— О нет, проститутки освящают коль в мечети.
А потом, когда все рассмеялись этому ее ответу, который сама она вовсе не считала забавным, она засмеялась тоже; все было сейчас так, как будто рассказанное до сих пор писалось на огромной доске, а она взяла губку и стерла все фразой, оставившей нерешенным вопрос о том, кто же был в бане; или, быть может, она где-то прочла эту историю или услышала ее в баре; и как только сказанное стерлось из памяти слушателей, она начала другую…
Лица и фигуры ее персонажей возникали прорисованными лишь наполовину; и как только детектор лжи начинал различать их, будто во сне вмешивались новое лицо и фигура. Когда он уже готов был поверить в то, что она рассказывает о женщине, выяснялось, что это отнюдь не женщина, но мужчина; а когда образ мужчины начинал обретать формы, оказывалось, что детектор лжи ослышался: это был юноша, напоминавший женщину, которая однажды позаботилась о Сабине; и юноша моментально претерпел метаморфозу и стал группой людей, которые как-то ночью унизили ее.
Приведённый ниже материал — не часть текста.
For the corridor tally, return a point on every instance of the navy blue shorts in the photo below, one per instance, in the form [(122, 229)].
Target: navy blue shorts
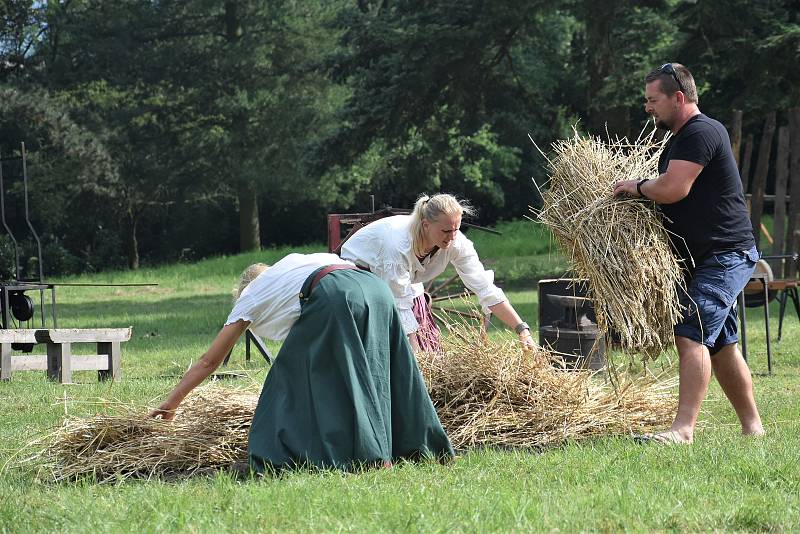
[(709, 309)]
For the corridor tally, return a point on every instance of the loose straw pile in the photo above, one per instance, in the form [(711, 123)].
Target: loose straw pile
[(489, 392), (209, 432), (486, 393), (619, 245)]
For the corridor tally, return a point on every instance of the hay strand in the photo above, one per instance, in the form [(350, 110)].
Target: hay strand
[(619, 244)]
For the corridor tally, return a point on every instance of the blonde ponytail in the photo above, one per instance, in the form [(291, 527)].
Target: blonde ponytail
[(429, 209)]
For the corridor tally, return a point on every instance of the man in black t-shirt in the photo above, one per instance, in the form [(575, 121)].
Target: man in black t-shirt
[(700, 192)]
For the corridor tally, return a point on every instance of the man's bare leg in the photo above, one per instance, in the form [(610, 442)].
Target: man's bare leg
[(694, 373), (734, 377)]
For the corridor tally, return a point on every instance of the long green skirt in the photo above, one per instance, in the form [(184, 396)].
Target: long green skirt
[(345, 389)]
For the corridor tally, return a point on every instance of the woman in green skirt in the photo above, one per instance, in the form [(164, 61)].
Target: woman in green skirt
[(344, 390)]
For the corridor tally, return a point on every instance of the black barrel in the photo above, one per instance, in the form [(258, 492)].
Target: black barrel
[(568, 326)]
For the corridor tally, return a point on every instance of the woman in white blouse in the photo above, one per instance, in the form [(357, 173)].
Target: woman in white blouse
[(409, 250), (344, 389)]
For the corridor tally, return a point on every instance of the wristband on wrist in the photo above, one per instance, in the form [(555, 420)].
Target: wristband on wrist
[(639, 185), (521, 327)]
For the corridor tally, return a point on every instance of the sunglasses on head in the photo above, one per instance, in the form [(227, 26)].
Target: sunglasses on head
[(667, 68)]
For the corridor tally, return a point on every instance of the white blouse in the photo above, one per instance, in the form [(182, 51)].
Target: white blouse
[(385, 247), (271, 302)]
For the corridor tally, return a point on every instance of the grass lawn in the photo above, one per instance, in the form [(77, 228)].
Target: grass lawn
[(721, 482)]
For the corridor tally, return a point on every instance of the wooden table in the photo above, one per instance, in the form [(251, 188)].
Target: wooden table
[(59, 361)]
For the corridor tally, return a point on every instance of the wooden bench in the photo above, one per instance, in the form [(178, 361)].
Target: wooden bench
[(59, 361)]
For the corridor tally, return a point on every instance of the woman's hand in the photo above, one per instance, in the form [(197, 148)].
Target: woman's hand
[(166, 411), (526, 339)]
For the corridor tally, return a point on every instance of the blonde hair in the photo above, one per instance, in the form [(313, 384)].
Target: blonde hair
[(429, 209), (248, 275)]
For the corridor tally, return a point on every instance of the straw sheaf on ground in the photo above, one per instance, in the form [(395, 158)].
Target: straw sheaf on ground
[(486, 393), (502, 396), (619, 245)]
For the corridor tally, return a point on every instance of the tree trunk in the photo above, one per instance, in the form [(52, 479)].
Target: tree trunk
[(736, 135), (249, 229), (600, 65), (133, 243), (781, 180), (745, 166), (793, 230), (760, 179)]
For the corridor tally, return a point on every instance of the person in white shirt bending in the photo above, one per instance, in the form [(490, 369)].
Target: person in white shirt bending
[(345, 389), (409, 250)]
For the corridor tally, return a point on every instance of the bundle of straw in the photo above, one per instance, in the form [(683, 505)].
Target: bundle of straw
[(489, 392), (619, 244), (486, 393), (209, 432)]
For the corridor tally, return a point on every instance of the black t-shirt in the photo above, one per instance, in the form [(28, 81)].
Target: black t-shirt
[(713, 217)]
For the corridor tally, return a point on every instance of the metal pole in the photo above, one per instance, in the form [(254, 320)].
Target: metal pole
[(5, 224), (27, 219)]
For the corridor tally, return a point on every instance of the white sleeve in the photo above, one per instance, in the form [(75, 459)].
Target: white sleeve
[(398, 278), (474, 275)]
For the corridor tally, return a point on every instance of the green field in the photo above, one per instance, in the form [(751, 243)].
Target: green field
[(721, 482)]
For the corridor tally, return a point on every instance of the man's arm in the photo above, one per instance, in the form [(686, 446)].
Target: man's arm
[(670, 187)]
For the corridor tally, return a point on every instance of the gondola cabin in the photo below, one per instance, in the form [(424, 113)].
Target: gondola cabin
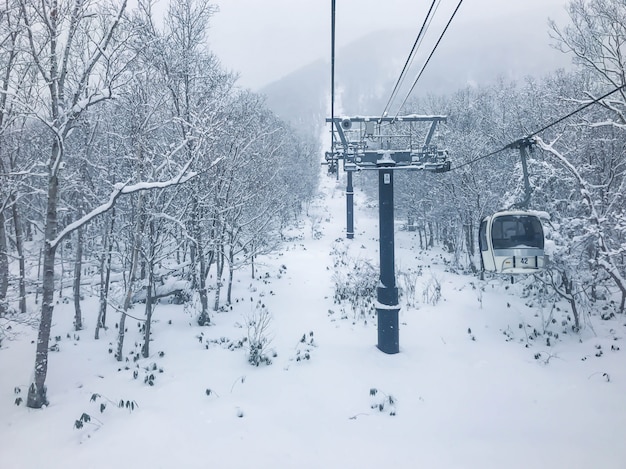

Он не мог запомнить последовательность людей, которых она любила, ненавидела, от которых сбегала, едва успевая следить за вереницей изменений ее собственной внешности, выражавшимися в таких фразах, как «в то время я была блондинка», «тогда я была замужем», и за теми, кто был забыт или обманут; и когда в отчаянии он хватался за повторяемость определенных слов, своим повтором они не создавали никакого рисунка, но, скорее, абсолютную тому противоположность. Слово «актриса» повторялось с наибольшей настойчивостью; и тем не менее после многих часов подслушивания детектор лжи так и не смог установить, то ли она актриса, то ли хочет быть таковой, то ли ее изображает.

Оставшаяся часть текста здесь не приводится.